Students prepare to take the national university entrance exam at a school in Seoul, South Korea, Nov. 14, 2024. Photo by AFP
Nearly 2,500 students have dropped out of Seoul National, Yonsei, and Korea University this year, the highest in 18 years, as more young people abandon elite campuses to chase medical careers.
Government data released in late August show dropout numbers jumped 17% from last year. Korea University recorded the most with 1,054, followed by Yonsei with 942 and Seoul National with 48, Korea Herald reported. The majority of withdrawals came from natural sciences and humanities majors.

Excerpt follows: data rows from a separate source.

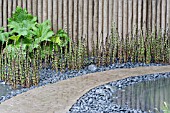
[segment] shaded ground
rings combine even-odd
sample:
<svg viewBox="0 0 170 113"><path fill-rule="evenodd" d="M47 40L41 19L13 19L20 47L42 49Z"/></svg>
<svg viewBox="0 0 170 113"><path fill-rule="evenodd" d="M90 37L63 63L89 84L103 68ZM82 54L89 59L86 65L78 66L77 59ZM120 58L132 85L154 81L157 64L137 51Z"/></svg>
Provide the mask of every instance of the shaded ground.
<svg viewBox="0 0 170 113"><path fill-rule="evenodd" d="M66 113L90 89L129 76L170 72L170 66L97 72L39 87L0 104L0 113Z"/></svg>

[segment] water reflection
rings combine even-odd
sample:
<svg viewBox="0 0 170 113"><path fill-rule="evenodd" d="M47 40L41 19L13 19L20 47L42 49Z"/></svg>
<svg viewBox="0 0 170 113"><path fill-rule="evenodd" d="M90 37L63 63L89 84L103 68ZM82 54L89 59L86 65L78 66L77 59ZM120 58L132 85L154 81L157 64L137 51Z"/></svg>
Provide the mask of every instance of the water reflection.
<svg viewBox="0 0 170 113"><path fill-rule="evenodd" d="M9 86L0 83L0 97L5 96L10 91L11 91L11 88Z"/></svg>
<svg viewBox="0 0 170 113"><path fill-rule="evenodd" d="M145 81L127 86L118 90L114 97L114 102L122 107L153 111L159 111L163 107L163 102L170 104L170 78Z"/></svg>

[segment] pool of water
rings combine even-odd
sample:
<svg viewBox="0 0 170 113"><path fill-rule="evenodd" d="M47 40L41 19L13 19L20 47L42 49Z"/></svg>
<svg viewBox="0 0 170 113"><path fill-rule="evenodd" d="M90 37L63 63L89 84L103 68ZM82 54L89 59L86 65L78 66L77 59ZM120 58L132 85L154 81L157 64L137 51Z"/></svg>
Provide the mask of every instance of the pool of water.
<svg viewBox="0 0 170 113"><path fill-rule="evenodd" d="M11 88L8 85L3 84L0 82L0 97L5 96L11 91Z"/></svg>
<svg viewBox="0 0 170 113"><path fill-rule="evenodd" d="M141 109L147 112L155 112L155 108L157 108L161 111L164 102L170 105L170 78L129 85L117 90L113 97L116 97L114 102L122 107Z"/></svg>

The exodus is closely linked to the government’s expansion of medical school quotas. Last year, authorities allowed 40 universities to admit around 5,000 medical students, up by 2,000 from previous years, to address doctor shortages in a rapidly aging society. That policy shift has fueled intense competition, with many students opting to quit even South Korea’s most prestigious schools to focus on retaking entrance exams.
The phenomenon is not new, but the scale is striking. In 2022, nearly 1,900 students from the three universities dropped out, according to Jongro Academy, a major cram school. By 2023, more than a quarter of top-ranked college entrance exam scorers rejected offers from Seoul National, Yonsei and Korea University to pursue medicine instead. At Seoul National alone, 225 freshmen quit in 2023, triple the number in 2019, most of them from STEM fields.
“The number of students from Seoul National University, Yonsei University, and Korea University dropped out significantly due to the expansion of the medical school recruitment quota in the 2025 academic year,” said Jongro Academy CEO Lim Sung Ho, the Maeil Business Newspaper reported.
The pressure is reinforced at home. A survey by the Korea Employment Information Service found that one in five elementary and secondary students said they hoped to study medicine, reflecting strong parental encouragement. Doctors remain among the most respected and highest-paid professionals in South Korea, making the path attractive despite the risk of multiple exam failures.